The BYU-Idaho Learning Model used in this course is based on the gospel instruction given by the Savior to "teach one another." Teaching others will help you to learn more and remember what you learn longer. Therefore, it is expected that in this course you will interact with others, teaching and learning together; participate fully in the activities and discussions; and complete your discussion board posts in a timely fashion so others can interact with you in meaningful conversations. Doing so will help you do better in the course and allow you to serve your fellow classmates.
Late Work Policy
Assignments are due on the day indicated. Each week opens early in order to allow students some flexibility in determining their schedule. Late work will be accepted only at your instructor’s discretion. If you feel your situation warrants personal consideration, inform your instructor before the assignment is due so that he/she has time to work with you. Any late work that is accepted is subject to a penalty as determined by your instructor.
If you ever have a question, problem, or concern about the course, you can get help in resolving it in one of two ways.

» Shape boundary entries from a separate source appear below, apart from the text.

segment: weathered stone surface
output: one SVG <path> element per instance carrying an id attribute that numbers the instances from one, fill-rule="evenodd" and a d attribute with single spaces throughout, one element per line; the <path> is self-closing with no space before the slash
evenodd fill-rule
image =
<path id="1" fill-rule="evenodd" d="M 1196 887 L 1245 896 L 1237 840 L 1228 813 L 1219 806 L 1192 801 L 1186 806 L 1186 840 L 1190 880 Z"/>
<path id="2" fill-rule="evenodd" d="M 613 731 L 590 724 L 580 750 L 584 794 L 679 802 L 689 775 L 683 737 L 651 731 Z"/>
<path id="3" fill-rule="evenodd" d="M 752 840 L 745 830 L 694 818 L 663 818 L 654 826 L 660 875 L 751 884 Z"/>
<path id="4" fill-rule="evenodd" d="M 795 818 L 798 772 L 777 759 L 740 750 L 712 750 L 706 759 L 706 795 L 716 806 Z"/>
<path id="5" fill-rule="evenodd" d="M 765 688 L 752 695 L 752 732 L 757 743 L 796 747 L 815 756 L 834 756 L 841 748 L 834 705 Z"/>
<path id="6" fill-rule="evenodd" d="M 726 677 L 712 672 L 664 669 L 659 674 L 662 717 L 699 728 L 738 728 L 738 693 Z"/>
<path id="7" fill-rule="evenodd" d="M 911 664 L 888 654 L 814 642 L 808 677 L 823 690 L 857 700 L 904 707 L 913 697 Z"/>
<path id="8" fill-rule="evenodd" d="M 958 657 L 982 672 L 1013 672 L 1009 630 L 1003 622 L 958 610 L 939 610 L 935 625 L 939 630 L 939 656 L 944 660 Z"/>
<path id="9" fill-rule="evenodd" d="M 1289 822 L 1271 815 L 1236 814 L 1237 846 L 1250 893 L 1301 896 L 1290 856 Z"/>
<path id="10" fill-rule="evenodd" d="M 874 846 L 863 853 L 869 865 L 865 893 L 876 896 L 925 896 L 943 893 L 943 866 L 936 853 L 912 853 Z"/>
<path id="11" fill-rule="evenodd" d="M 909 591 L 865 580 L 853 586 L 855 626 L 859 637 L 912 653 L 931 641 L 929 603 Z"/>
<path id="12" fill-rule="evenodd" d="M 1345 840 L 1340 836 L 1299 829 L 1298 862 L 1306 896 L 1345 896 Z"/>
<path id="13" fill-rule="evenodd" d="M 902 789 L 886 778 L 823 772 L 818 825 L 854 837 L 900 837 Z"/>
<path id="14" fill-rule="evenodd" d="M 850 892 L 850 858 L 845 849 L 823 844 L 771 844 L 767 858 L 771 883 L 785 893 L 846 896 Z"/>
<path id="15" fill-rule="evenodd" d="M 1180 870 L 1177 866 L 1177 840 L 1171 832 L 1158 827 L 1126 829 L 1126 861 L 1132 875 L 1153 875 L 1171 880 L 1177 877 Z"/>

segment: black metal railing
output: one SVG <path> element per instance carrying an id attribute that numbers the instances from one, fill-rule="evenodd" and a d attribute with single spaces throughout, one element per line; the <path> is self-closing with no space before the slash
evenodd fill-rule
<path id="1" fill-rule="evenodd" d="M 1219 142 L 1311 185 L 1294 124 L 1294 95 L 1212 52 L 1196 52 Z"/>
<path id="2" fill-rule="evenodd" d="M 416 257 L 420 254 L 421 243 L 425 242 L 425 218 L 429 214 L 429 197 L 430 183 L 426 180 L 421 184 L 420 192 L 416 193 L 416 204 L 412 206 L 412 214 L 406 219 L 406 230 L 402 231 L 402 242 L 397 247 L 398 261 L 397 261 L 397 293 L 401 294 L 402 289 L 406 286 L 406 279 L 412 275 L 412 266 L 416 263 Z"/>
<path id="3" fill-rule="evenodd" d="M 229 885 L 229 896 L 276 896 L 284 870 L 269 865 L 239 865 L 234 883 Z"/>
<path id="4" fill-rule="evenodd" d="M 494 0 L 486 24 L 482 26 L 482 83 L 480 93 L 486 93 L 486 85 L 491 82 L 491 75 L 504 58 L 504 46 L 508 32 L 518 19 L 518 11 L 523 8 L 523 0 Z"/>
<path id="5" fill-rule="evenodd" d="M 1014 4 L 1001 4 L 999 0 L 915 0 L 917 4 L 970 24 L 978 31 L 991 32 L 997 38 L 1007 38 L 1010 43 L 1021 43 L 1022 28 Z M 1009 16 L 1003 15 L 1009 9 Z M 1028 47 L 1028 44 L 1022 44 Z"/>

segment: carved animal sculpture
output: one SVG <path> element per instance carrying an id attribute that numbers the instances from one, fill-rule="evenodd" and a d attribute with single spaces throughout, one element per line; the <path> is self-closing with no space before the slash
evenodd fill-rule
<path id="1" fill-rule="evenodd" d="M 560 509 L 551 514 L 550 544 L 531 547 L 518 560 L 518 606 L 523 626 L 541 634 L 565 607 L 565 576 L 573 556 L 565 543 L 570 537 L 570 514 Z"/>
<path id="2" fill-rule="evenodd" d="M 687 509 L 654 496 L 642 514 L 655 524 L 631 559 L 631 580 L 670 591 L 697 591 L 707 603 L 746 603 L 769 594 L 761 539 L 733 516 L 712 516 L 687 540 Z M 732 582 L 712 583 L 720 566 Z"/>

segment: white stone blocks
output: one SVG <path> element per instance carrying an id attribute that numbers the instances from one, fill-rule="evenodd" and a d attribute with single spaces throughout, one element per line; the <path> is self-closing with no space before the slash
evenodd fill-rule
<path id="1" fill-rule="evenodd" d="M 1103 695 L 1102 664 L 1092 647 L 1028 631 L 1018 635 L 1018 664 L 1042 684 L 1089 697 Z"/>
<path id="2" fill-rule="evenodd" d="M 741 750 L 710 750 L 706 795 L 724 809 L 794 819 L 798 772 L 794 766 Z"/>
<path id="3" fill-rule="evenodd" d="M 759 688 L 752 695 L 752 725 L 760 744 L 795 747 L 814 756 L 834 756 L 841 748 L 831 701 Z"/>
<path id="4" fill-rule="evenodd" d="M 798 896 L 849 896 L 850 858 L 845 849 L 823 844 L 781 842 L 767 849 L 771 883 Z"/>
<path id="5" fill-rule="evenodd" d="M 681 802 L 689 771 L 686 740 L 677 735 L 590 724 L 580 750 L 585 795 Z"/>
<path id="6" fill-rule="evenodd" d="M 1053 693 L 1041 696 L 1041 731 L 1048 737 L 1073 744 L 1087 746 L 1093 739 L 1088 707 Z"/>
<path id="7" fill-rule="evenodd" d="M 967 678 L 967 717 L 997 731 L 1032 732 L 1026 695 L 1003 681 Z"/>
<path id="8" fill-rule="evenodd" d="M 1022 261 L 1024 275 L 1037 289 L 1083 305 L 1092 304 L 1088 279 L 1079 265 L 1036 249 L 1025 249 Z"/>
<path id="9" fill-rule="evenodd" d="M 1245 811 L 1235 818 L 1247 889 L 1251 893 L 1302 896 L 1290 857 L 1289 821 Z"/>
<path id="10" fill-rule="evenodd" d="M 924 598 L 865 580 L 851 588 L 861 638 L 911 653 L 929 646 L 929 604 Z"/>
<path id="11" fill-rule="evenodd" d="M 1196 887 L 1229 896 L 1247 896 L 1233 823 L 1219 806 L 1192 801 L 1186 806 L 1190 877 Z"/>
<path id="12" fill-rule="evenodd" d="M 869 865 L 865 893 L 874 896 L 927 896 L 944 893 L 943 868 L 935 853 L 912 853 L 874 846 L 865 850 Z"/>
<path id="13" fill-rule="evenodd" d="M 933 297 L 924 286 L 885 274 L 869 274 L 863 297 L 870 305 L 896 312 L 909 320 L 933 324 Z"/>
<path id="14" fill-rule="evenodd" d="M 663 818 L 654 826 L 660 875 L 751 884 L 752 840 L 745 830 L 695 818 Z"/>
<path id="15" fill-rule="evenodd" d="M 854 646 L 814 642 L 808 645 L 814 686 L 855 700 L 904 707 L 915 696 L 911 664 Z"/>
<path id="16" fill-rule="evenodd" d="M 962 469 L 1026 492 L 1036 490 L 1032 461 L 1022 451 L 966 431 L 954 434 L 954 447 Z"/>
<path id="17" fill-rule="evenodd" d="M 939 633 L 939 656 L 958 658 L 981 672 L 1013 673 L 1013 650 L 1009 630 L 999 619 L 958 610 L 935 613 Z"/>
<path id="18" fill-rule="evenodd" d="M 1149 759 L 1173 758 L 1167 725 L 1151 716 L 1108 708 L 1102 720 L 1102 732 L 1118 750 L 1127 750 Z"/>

Your instructor will inform you of the method he/she wishes to use:
- Check your instructor's announcements. Your instructor will post useful information to answer common questions that the class may have.
- You can also contact your instructor through email. If your question or concern is of a personal
nature, please contact your instructor through email rather than posting it to a public place such
as the discussion board associated with an Announcement.
- If you contact your instructor through email, it could take up to 24 hours to receive a response (excluding Sundays and holidays). Please state your question clearly, include sufficient detail, and allow ample time when communicating with your instructor in an email.
- If you have been unable to resolve your questions, problems, or concerns, you can report a concern by contacting the BYU-Idaho Support Center.
BYU-Idaho Learning Model Vision Statement
At BYU-Idaho, we foster faith-building and life-changing learning. Our faith in the Lord Jesus Christ, the gifts of the Holy Ghost, our commitment to the restored gospel, and our effort to build a Zion learning community motivate us to learn and teach by study and by faith.
- Everybody at BYU-Idaho is a learner and a teacher.
- Learners and teachers at BYU-Idaho are at different levels in their individual progress towards learning by study and also by faith.
- The principles of the Learning Model apply to all aspects of the BYU-Idaho experience.
Principles Learners and Teachers at BYU-Idaho
- Exercise faith in the Lord Jesus Christ as a principle of power.
- Understand that true teaching is done by and with the Holy Ghost.
- Lay hold upon the word of God as found in the holy scriptures and in the words of the prophets in all disciplines.
- Act for themselves and accept responsibility for learning and teaching.
- Love, serve, and teach one another.
The Honor Code, Dress and Grooming Standards, and Academic Honesty will be enforced in class. Although the class is online, please remember that you still need to live by the Honor Code standards. This is especially true as it relates to Academic Honesty (because of the nature of the course design, you will be doing significant amounts of self-reporting)! Each of us have made a commitment to follow these guidelines; therefore, it is incumbent on each of us to live true to our commitments and covenants.
There are many resources available to you in the Student Resources module, such as computer tutorials and free websites that can help you improve your typing skills. This is also where you should go if you are having difficulty with I-Learn, your internet or your computer. Find the Student Resources module by scrolling down toward the bottom of the Modules page and browse the available resources.
Write down notes in each week to help you remember what you learn and the revelations you may receive. This is one way to learn by study and by faith (see Doctrine and Covenants 88:118). Spend a few minutes each week to review your notes. This will help you remember most of your learning. You will also be able to use your notes when you take the final exam.